Una escuela sin cantos ni risas
- Epifanio Estrada

- 29 ago 2023
- 3 Min. de lectura

La nueva escuela me llamaba y a ella llegué rebosante de ilusiones como de afectos. La vaquilla, el caballito, el perrito, el gatito, los cochinitos y hasta las gallinitas, me parecieron estar tristes, se quedaban solos en la sombra de los órganos, de los ciruelos y del mezquite; mi correr entre ellos, el silbar como el cantar truncadas melodías que mal había aprendido de mi padre y de mi abuelito, no las escucharían ya, ¿quién iba a entregarles el alimento diario?, había quien, pero la hermandad del cielo con la fresca y limpia expresión realista con que la vivimos, nos había afinizado y comprendido tanto, que nadie sabía mejor que yo, de la utilidad que todos ellos reportaban en la vida de una familia campesina; sin embargo, todo estaba planeado, y con la pizarra en la mano como mi nueva amiga, me encaminé hacia la escuela. En el camino, mi abuelito, un campesino de recia figura, de tez bronceada, vistiendo camisa y calzón de manta como yo, me tomó de la mano que llevaba un poco sudorosa por la emoción de este nuevo cambio, me dijo con una voz que me pareció muy emocionada:
"La escuela, hijito, será tu nuevo hogar y en ella aprenderás muchas cosas que te serán útiles después. Estudia con amor y dedicación…” y calló, no dijo más durante el trayecto que faltaba para llegar, ambos nos entendíamos en silencio, llevábamos entre ceja y ceja, la necesidad de abrazar al mundo, el querer de todos por medio del estudio y del trabajo, la conquista de la vida por la pureza del aire y del sol, el canto del jilguero en la enramada por la alegría de vivir y la armonía del hogar atraídos por vínculos sociales y humanos como corolario de la libertad del hombre, de esa libertad que es belleza y que impulsa a la reproducción.
Frente al maestro, figura adusta, sencillo en el vestir, con mirada profunda y dominante, con voz firme y ademán franco, me señaló el lugar que debía ocupar y, con un leve empujoncito de parte de mi adorable abuelito, llegué a él y tomé asiento. Momentos después, se escuchó un fuerte golpe dado por el maestro en su escritorio; esto me hizo estremecer, me aceleró los latidos del corazón, y extrañado, pude escuchar iiSi ... lencio!!, y el aroma que había recibido en esa mañana tibia y palpitante, se esfumó con los besos aromáticos y excitantes de las flores, con la bondad ferviente y dulce de mis benditos padres, porque sentí miedo, infundado quizá, pero miedo al fin y no pude sobreponerme.

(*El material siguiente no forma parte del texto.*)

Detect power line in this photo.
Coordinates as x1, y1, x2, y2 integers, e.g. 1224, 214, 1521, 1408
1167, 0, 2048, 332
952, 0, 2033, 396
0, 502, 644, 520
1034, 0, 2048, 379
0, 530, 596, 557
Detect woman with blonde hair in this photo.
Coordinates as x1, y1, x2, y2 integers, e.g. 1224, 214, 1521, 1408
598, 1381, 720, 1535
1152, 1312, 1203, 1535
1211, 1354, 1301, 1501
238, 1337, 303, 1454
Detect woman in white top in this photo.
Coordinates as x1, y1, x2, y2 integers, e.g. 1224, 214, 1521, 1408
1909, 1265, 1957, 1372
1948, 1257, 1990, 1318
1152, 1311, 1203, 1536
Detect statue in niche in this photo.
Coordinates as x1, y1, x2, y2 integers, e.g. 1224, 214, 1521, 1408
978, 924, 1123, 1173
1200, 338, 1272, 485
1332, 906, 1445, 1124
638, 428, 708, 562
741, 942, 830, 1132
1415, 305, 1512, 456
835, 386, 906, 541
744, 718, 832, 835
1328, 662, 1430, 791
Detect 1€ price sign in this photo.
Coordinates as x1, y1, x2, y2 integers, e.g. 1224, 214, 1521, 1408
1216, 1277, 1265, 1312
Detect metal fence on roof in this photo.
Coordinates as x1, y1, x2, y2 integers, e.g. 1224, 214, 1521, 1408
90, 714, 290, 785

Este fenómeno en el alma del niño, es, sin duda, la ofuscación lógica que se experimenta por la razón de su origen; es decir, porque se piensa y se forma en uno una imagen donde el maestro es algo así como un superhombre, capaz de todos los avances, de todas las creaciones y de todos los amores. Mas, después de ese golpe fatal, se borró en mí esa estructura finita y dulce del maestro de mis sueños, porque vinieron después los regaños y los golpes que no eran de ninguna manera una saludable convivencia, sino un crudo desengaño en relación a la flor de ilusiones que todo niño se forma e idealiza. El padre, duro y a veces cruel con el hijo, regaña y corrige, pero esa actitud es como el rayo que limpia y purifica el cielo, y si la madre también amonesta y reprende, su noble afán se justifica o de lo contrario, se desgarra el alma en silencio si llega a comprender que hizo mal; me sentía por ello, vivir en un mundo rigorista e imperfecto, aislado de todo; cabalgaba sin la entidad del niño que todo lo tiene aún dentro de su pobreza: sin la tierra en plenitud creciente, sin la vida misma como enlace y fin de un destino palpitante y seguro; no corroboraban en mis ansias, la vida que nacía entre los nidos, del surco, de la flor y del manantial, ni en el caminar del mundo físico, porque la "palmeta" que mata la dignidad y felicidad del niño, no justificaba al maestro. Aun así, seguía tomando mis lecciones con entusiasmo, animado por el querer de mis seres queridos. Las condiciones rudimentarias y hasta deprimentes en que se encontraba el edificio escolar con sus muebles, dejaba mucho que desear, pero por mi afán de aprender, no le daba importancia a estas cosas y seguía el curso de mi educación. Esta es la razón sin razón por el cual mi maestro surgía como la granizada que se desploma sobre un campo cubierto de flores multicolores y frágiles, para arrasarlo todo, sin pensar que la vida infantil es eterno y luminoso día, y que debe ser como la tierra, la matriz y el agua: almáciga de un egregio impulso que germina, que se agita y que calma; pero a la vez, bendice y crea.